Bölgedeki diğer ülkeler de (Birleşik Arap Emirlikleri, Suudi Arabistan, Mısır vb.) İran’ın etkisini sınırlamak için Suriye’yle ilişkileri onarma konusunda istekli gözüküyor. Diplomatik çıkmaza siyasi bir çözüm yolu bulmak Rusya’nın da çıkarınadır. Anayasa bağlamında görüşmelerin yeniden başlamış olması aslında ilerleme kaydedilmesi açısından önemli teşebbüslerdi. Ancak anayasa taslağında Kürtler açısından olumlu bir sonuç alınacağı yönünde herhangi bir emareye rastlayamadık. 
 
 İsrail’de yaşıyorsunuz ve dünyadaki gelişmeleri oradan takip ediyorsunuz. İsrail yönetimi acaba AANES konusunda ne düşünüyor? 
 
İsrail’in AANES veya herhangi bir Kürt dinamiğine karşı arı bir politikası olduğunu pek düşünmüyorum.
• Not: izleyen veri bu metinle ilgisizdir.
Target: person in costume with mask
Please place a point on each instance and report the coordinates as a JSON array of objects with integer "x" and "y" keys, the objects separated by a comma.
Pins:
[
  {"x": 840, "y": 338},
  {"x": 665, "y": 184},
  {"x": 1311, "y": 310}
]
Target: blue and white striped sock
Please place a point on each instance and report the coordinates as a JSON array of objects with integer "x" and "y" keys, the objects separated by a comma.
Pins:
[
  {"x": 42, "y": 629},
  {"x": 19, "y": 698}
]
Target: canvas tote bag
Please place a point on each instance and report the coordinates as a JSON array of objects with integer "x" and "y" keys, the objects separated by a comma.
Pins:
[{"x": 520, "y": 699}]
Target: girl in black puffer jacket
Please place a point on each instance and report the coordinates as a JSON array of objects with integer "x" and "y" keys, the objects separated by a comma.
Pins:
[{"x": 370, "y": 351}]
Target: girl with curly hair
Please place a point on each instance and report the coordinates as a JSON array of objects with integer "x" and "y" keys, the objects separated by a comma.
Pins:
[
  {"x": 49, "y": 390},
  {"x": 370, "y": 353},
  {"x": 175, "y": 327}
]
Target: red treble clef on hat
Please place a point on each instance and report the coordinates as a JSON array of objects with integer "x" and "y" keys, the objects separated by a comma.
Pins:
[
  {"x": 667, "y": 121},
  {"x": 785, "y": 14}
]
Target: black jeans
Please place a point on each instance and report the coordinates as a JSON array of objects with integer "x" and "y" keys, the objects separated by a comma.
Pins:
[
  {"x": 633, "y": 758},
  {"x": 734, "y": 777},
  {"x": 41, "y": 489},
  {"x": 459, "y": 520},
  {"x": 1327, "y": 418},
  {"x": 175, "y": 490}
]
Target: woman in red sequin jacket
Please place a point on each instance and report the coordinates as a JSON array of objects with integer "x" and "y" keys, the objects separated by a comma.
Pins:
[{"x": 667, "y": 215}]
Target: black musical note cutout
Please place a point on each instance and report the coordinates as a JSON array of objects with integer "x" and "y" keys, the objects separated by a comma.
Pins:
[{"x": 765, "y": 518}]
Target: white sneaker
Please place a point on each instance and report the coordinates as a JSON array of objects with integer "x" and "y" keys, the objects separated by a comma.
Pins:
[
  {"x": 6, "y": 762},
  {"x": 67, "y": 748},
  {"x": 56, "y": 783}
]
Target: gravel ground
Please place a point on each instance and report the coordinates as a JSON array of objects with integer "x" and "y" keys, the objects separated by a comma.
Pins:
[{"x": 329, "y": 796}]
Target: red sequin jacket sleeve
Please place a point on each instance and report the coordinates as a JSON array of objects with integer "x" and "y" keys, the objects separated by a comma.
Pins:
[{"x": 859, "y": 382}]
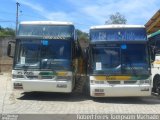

Siyaseten istikrarsızlığın olduğu bir süreçten geçiyoruz ve mevcut hükümet daha çok kendi iç sorunlarına odaklanmış durumda. Ancak İsrail-Kürt münasebetlerinin gelişimi için ortada büyük bir potansiyel olduğunu düşünüyorum. Uzun süre topraksız insanlar olarak yaşayan Yahudilerin şu an sahip olduğu statü otonomi veya devlet sahibi olmak isteyen Kürt halkı için sempati uyandırabilir. İki halk da bölgedeki güçlerin ayrımcılığına uğradı. İsrail ve Kürtler arasında ilişki kurulmamasının en önemli sebeplerinden biri İsrail’in son yıllarda takındığı sağcı, aşırı milliyetçi tutumdur. Ümit ediyorum ki gelecekte ikili ilişkilerin yararlı olduğu ve halkları birbirine kaynaştırdığı gerçeğiyle yüzleşilecektir.